Kenyan and Chinese archaeologists yesterday made another major breakthrough in their excavation work after they discovered prisoners' shackles and spent cartridges at a mass grave in Malindi.
The experts described the items as a possible link that indicated there were military activities in Malindi Kingdom and the Kenyan coast. In their latest findings at the site, which had over 15 mammalian skeletons, the archeologists also found skeletons believed to be of wild animals together with those that are human-like.
Other discoveries in the 'mass grave site' were Indian and Chinese pottery materials, which the excavators said was a clear proof that Malindi had trade links with the Far East during the pre-colonial era. Jambo Haro, the National Museums of Kenya head of archaeology in charge of Coast and Caesar Bita, NMK's head of underwater archaeology, led the excavation team.
Haro said the discovery is clear evidence that the skeletons in the trench is not a mass grave but a proof that there were warfare activities. "Today, we have made a major breakthrough in the trench being excavated and cleared out the assumptions that this was a mass grave. In our excavation, we found two shackles (handcuffs) and spent cartridges, a clear indication that the bodies were related to military work," he said.
The Archeologist said they could however not ascertain whether the skeletons were those of prisoners of war until further analysis. "There is also pottery materials related to Indians, a clear indication that the Coastal Community traded with the Indians," he said.

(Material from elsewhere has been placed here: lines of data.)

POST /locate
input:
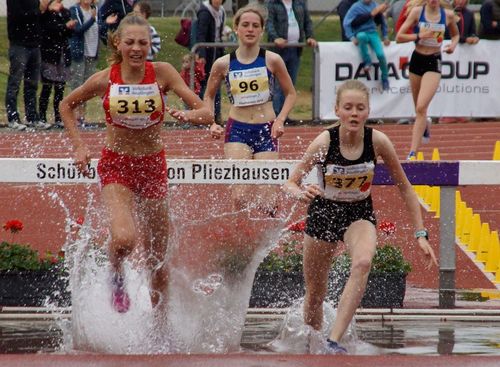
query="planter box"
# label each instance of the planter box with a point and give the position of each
(280, 289)
(34, 288)
(276, 288)
(385, 290)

The site where the mammalian skeletons were found at the Malindi chief's office is near the Indian Ocean and very close to the former water mark and which has now turned to be a riparian land.
Other sites identified include the Malindi Museum and Mamburui which is believed to have existed in the past 1400 years ago. Research being undertaken is aimed to trace Chinese trade links and dubbed the 'CINO' Kenya. Mr. Bita said they were expecting to make more discoveries that would help in rewriting the history of Malindi Kingdom and its links to the Far East.
He advised locals to tour the sites and learn about the history as it was important not only to the world. Some of the locals who have visited the site were shocked to see such major findings and wondered how the experts chose the location.